Independence and limitations
A firm must inform the customer whether there are any limitations in the range of products it will offer the customer, and if so, what those limitations are (MCOB 4.4A.1R(1)). This description has to be based on the entire secured lending market, both first and second charge.
Intermediaries do not have to offer both first and second charge mortgages. They are free to choose which products they offer.
If a firm does not offer a particular product, such as second charge mortgages, it should reflect this restriction in its service disclosure, even if it can introduce the customer to another firm that provides this product in its range of services.
If a firm will not consider direct deals, it need not treat that as a limitation in its product range but must tell the customer as part of its disclosure under MCOB 4.4A.1R(1).
If a firm only offers mortgages from one part of a relevant market (such as first charge only) it should not describe its service as unlimited. An MCD mortgage credit intermediary must only describe itself as ‘independent’ if its consideration of MCD regulated mortgage contracts across the market is unlimited. This is the effect of MCOB 4.4A.4R(3).
From 21 March 2016, firms must tell any consumer looking to increase their existing mortgage about other options that may be more appropriate (MCOB 4.4A.8AR). Where relevant, these will include, in addition to remortgaging:
- a further advance
- another first or second charge secured loan, or
- an unsecured loan.
A firm’s ability to further discuss these options with the consumer is tied to the decision it has made about the range of products it wants to offer (and having all the relevant regulatory permissions).
Our new rules require lenders to provide the customer with a binding offer, which triggers a 7-day reflection period during which the binding offer must remain open. The customer can choose to waive the 7-day period and accept the offer at an earlier point.
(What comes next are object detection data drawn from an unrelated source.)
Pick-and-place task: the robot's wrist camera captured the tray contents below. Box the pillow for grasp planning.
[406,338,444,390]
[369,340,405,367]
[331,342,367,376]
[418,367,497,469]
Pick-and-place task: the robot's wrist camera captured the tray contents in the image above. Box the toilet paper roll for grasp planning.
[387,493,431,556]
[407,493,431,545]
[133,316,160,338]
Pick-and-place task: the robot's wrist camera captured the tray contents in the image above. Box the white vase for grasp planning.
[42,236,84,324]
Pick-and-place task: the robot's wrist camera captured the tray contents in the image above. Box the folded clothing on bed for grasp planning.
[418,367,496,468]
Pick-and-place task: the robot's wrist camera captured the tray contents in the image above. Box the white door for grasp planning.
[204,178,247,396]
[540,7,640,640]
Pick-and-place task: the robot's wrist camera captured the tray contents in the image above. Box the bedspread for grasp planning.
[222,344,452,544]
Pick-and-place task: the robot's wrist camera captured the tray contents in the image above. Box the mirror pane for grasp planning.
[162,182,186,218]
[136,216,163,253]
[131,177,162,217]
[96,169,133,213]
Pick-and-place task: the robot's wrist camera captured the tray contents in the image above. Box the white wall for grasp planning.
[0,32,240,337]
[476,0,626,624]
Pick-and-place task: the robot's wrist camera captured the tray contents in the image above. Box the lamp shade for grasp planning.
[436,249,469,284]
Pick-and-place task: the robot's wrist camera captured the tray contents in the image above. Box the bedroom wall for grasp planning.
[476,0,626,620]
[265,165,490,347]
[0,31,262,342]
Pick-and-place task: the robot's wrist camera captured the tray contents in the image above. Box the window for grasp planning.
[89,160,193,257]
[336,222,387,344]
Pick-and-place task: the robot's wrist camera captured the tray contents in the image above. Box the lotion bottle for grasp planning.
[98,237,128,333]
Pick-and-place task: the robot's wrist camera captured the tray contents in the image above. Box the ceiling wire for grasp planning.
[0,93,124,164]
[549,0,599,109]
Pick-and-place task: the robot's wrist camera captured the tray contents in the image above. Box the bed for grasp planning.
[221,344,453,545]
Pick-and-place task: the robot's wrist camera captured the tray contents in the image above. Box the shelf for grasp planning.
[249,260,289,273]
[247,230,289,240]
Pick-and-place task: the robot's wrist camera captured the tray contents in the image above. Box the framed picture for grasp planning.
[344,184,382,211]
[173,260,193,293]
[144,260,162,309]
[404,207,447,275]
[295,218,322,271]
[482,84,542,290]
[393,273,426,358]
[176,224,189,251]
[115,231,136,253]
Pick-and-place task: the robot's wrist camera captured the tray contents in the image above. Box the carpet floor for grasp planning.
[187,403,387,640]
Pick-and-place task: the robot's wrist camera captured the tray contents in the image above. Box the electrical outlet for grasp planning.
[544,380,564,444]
A binding offer can include conditions, such as that there be no material change to the facts and circumstances on which the lender has based the decision to make the offer. However, firms may not use conditions in binding offers as a means of avoiding the requirement to do a proper affordability assessment before making the binding offer.
The rules are deliberately non-prescriptive, so it is up to the firm to decide how it records notice of any decision to waive the reflection period.